Similar interests would be good though and it would be great if they were a nocturnal vegetarian.


----------



## anonymid (Oct 16, 2005)

I might be horrified to witness how I actually come across to others, but sure, I'd give it a shot.


----------



## hammerfast (Mar 8, 2012)

definitely


----------



## Monotony (Mar 11, 2012)

Hawt, yes


----------



## enfield (Sep 4, 2010)

hmm when i try to imagine this, what i imagine the girl being like an imaginary sister, which makes it hard to imagine how such a relationship could be satisfying (like, could you find that person novel and interesting, or would they feel like a sibling to you?).

but okay sure, but probably not with any monogamous restrictions, but that would probably be okay, since i feel like we would be able to agree on that.


----------



## hammerfast (Mar 8, 2012)

^ typical american attitude , too scared to date such men


----------



## visualkeirockstar (Aug 5, 2012)

Yes.


----------



## march_hare (Jan 18, 2006)

Maybe. It would take a long time to get to know each other though.


----------



## bellejar (Jan 22, 2013)

Probably not, I think I'd kind of hate him actually.


----------



## Diacetylmorphine (Mar 9, 2011)

No, because my sister looks like a female version of me. If it was just personality wise but didn't look like me maybe....


----------



## popeet (Dec 8, 2005)

ew incest


----------



## probably offline (Oct 8, 2012)

Yep. Would it last/be a good idea? Not as sure about that.


----------



## Owl-99 (Mar 7, 2012)

Another pointless thread aimed at making more people feel crappy about themselves than they already do.


----------



## mezzoforte (May 16, 2010)

Yeah, probably lol.


----------



## Soilwork (May 14, 2012)

No. I don't like myself.


----------



## Kascheritt (Mar 7, 2012)

Hmm, no.


----------



## Cronos (Mar 31, 2013)

Definitely! I would be one sexy girl. ;D


----------



## GotAnxiety (Oct 14, 2011)

Ya I did date a female version of myself, I was 22 she was 16 tho... I didn't wanna interfere with her schooling plus I didn't have a job... But a month later I got the sickest easiest job of my life and made so much money..... too bad I was to shy. Too much stress going on.


----------



## DarrellLicht (Mar 9, 2013)

It depends if we were actually attracted to each other and treated each other well. 

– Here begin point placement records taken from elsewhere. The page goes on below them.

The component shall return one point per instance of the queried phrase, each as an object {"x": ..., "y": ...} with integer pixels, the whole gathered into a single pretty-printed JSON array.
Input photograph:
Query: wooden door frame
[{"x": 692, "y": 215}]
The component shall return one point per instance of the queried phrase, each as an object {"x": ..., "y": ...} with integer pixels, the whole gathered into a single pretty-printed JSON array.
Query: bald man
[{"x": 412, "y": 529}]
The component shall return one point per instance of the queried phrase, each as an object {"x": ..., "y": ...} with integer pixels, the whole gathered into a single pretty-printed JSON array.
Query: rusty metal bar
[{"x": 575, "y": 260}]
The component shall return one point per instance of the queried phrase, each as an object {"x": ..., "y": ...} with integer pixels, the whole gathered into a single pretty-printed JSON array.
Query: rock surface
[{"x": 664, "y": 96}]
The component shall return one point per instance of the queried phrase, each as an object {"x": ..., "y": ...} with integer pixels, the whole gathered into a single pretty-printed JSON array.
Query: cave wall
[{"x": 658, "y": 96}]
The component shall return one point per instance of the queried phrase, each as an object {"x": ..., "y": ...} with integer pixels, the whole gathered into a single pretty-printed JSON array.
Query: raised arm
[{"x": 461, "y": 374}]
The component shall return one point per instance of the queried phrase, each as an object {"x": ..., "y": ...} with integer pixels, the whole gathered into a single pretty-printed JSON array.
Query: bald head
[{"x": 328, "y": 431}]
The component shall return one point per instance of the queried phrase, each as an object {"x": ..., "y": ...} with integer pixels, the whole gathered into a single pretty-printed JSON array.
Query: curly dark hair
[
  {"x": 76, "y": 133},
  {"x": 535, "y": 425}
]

A female version of myself would look much like my eldest sister. She can be a very pretty gal if she could stand it. 

Would I date anybody who looked like my sister?.. the answer is no. I wouldn't date anybody who looked like an immediate family member regardless if they were attractive.


----------



## CoastalSprite (Sep 8, 2011)

A self-absorbed, moody boyfriend who would ignore me most of the time. There's some appeal to me- no clinginess and few demands, just a clinical and sterile relationship.


----------



## apx24 (Jan 31, 2012)

No, there are so many people who are better than I am


----------



## Astrofreak6 (Mar 30, 2013)

I would


----------



## Nekomata (Feb 3, 2012)

No. I look pretty bad if I do say so myself, and not in a good way. So a male version would be... uh ;-;


----------



## SilentLyric (Aug 20, 2012)

if they were the best version of myself, yes.


----------



## arnie (Jan 24, 2012)

tannasg said:


> Another pointless thread aimed at making more people feel crappy about themselves than they already do.


There's a lot more "Yes" votes than "No" votes.


----------



## Farideh (Nov 13, 2011)

I seriously don't think so. haha


----------



## whattothink (Jun 2, 2005)

It would fail. I need someone who is mostly my opposite.


----------



## misspeachy (Aug 11, 2011)

That's so weird to imagine. . .
I don't imagine I'd be very appealing as a male.
So I guess not.


----------



## Flame Sixtyone (Aug 27, 2009)

Absolutely, I'm more compatible with myself than anyone else.


----------



## Flame Sixtyone (Aug 27, 2009)

komorikun said:


> Similar interests would be good though and it would be great if they were a nocturnal vegetarian.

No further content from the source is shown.